Palais de l'Est

No anheles aquello que no es libre para anhelarte a ti. Fue lo primero que pensó cuando cerró tras de sí la puerta de aquel bar, llevado por un sentimiento del que le costaba diferenciar la derrota, la vergüenza y la culpabilidad, algo irreconocible entre la decepción y el triunfalismo. Se besaron. La besó. Y aquel fue el primer paso hacia la desesperación. Qué triste, pensó, desear que algo suceda como si de ello dependiese tu vida entera y no poder disfrutarlo con la intensidad que imaginaste.

                Y sí, creételo, la besaste.

     No, no tendrían que haberlo hecho, pero aquella noche volvieron a ser dos adolescentes, dos soledades que se encontraron sin buscarse y que, sin saberlo, se necesitaban desde el primer momento. Ella quería escapar de una vida que le ahogaba, de una pareja que no la comprendía, del fantasma demacrado de quien una vez fue ella misma. Quería un instante efímero de eterna e intensa fugacidad. Quería sentirse viva. Él, simplemente, cada noche creía en los amores imposibles. No existían otros, le dijo. Ella, proponiendo el juego, dijo llamarse Satine. Él, reconociéndolo, le susurró al oído que esa noche se llamaría Jack, pero hoy no dejes que me hunda. Y salieron a la calle, a un Madrid que quería ser carabina y Celestina, que callaría todo lo que viese, que sería cómplice, que les envidiaría.

      Se prometieron que no habría un mañana. Sabían desde el principio que no amanecerían juntos, que no dormirían abrazados, que ni siquiera dormirían. Aquel bar fue el principio y el final. Se prometieron que no pensarían en bombones de San Valentín ni corbatas en Navidad. Se prometieron no soñar con Paris, ni imaginar casas con jardín, ni niños temblorosos que acuden a su cama en mitad de la noche para aliviar las pesadillas. No habría sorpresas, ni riñas, ni reconciliaciones. Se prometieron olvidar sus nombres, su olor, el tacto de sus manos, todo lo que pudieron sentir con aquel primer  y único beso. Se prometieron no pensar en bailar baladas o imaginarse en un cine de verano. Se prometieron que jamás se recordarían. Se obligaron a prometerse que ni siquiera esa noche habría existido. Se prometieron no aferrarse a la dulce idea de que las promesas están para romperse. Ella le hizo prometer que olvidaría su gracias por hacerme sentir viva otra vez. Él le rogó que se prometiera a sí misma que aquella noche sería la historia más grande que jamás habría vivido y que, al menos, recordaría siempre esa sensación de libertad, de plenitud, no haría falta siquiera que recordara la cara de quien la habría provocado.

     Se prometieron ser solo pausa y paréntesis, creerse que la eternidad puede durar unas horas y morir, como los sueños, al amanecer.

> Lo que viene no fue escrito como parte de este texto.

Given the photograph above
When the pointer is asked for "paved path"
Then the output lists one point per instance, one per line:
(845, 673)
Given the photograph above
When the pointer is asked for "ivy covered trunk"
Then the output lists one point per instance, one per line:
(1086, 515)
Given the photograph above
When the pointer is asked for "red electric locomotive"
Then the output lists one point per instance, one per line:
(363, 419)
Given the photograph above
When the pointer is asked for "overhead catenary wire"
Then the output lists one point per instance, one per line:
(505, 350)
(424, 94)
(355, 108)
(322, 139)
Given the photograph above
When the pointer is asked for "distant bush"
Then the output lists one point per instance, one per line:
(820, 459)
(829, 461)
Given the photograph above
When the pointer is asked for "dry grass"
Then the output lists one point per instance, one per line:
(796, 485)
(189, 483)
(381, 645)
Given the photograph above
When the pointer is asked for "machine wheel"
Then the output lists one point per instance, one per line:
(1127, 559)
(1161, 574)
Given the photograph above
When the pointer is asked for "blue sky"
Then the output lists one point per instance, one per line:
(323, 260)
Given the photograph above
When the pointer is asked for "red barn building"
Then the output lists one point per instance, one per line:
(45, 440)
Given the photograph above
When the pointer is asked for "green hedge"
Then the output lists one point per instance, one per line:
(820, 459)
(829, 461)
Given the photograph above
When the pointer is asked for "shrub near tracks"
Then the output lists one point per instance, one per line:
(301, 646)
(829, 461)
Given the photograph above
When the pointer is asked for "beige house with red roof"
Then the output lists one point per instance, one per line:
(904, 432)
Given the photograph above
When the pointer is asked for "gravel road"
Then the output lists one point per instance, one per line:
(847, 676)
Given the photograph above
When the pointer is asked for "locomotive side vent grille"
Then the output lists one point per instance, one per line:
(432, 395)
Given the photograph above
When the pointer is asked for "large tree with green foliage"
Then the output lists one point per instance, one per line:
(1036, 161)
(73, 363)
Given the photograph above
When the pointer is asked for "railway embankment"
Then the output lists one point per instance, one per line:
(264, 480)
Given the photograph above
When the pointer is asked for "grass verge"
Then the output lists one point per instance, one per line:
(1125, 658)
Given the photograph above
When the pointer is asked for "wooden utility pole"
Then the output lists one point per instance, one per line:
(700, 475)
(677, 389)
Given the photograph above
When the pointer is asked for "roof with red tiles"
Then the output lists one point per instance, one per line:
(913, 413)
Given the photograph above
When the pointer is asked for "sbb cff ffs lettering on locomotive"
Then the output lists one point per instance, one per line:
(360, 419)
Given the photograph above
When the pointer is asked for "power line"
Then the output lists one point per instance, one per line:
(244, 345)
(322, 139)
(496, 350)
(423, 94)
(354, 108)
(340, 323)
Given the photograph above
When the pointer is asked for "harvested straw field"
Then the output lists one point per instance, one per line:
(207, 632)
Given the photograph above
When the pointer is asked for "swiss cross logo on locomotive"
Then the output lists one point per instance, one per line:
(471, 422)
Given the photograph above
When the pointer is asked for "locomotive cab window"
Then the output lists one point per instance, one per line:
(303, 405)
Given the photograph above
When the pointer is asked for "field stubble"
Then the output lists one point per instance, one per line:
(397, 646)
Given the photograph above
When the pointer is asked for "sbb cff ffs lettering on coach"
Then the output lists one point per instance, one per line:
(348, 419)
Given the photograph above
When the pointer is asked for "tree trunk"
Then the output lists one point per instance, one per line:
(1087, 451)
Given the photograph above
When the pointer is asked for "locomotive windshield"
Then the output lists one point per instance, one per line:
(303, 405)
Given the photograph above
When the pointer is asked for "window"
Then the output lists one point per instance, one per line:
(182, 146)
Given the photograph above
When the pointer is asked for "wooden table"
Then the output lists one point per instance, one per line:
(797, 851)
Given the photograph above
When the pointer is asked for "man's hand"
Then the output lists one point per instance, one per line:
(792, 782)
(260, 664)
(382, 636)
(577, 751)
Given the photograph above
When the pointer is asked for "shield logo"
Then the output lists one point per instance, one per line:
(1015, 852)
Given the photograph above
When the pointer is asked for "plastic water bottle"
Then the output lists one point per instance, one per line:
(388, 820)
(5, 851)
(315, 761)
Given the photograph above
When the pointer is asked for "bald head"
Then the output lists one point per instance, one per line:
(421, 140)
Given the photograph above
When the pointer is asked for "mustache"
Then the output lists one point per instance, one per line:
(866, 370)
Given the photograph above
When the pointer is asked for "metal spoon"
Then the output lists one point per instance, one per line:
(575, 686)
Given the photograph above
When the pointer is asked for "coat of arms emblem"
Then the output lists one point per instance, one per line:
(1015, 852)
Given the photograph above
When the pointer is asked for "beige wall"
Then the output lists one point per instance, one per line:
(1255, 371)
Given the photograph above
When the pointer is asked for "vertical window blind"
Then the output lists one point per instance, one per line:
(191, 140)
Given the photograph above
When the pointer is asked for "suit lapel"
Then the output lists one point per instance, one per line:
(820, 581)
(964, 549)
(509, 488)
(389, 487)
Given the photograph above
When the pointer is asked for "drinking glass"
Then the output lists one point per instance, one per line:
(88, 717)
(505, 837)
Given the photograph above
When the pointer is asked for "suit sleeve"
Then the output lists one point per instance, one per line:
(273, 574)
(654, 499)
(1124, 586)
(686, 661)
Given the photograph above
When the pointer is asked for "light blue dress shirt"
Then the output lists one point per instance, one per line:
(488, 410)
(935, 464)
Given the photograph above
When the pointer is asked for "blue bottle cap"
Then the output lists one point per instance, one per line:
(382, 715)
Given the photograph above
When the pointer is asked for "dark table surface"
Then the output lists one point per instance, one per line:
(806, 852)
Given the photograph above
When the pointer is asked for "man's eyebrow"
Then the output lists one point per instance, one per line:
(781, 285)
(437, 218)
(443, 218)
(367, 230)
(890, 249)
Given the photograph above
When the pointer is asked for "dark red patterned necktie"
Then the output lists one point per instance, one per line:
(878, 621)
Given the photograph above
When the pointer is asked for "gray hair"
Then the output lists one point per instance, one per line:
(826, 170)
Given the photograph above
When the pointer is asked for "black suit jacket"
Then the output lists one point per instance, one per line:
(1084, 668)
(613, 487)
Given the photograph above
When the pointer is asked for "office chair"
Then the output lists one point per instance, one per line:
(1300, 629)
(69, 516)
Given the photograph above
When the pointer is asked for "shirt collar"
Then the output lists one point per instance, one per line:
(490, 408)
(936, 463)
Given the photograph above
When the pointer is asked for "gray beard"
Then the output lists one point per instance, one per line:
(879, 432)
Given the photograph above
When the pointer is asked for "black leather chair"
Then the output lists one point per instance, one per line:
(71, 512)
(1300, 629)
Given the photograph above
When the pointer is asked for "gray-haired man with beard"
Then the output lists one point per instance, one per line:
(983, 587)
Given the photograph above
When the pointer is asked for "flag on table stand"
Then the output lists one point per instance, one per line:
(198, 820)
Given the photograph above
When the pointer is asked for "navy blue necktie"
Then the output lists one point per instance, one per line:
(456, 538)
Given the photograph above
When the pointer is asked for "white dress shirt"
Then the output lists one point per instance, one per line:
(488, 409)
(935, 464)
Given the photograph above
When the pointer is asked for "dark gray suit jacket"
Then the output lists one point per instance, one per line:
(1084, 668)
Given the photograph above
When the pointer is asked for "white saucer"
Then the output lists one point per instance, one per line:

Se prometieron olvidarse de todo porque así, cuando el corazón tuviese la necesidad de recordar, no moriría de nostalgia. 

     Se prometieron tantas cosas que, al despedirse, se dieron cuenta que en toda la noche no hicieron sino hablar y obligarse a hacer promesas, únicamente fantasearon y una vez, una única vez, se besaron. Y se prometieron que, de ahora en adelante, cada uno por su lado, no volverían a perder el tiempo.

     Se prometieron separarse sin mirar atrás mientras caminaban juntos de regreso al bar.

                Y sí, la besaste, créetelo, lo hiciste. Y no, no volverás a verla. Pero alégrate hombre, ella en cambio te recordará siempre.

                No cerró los ojos cuando os besasteis. Quería saber que aquello era real, quería saber que estaba sucediendo.

                Se estaba prometiendo recodar ese momento el resto de su vida.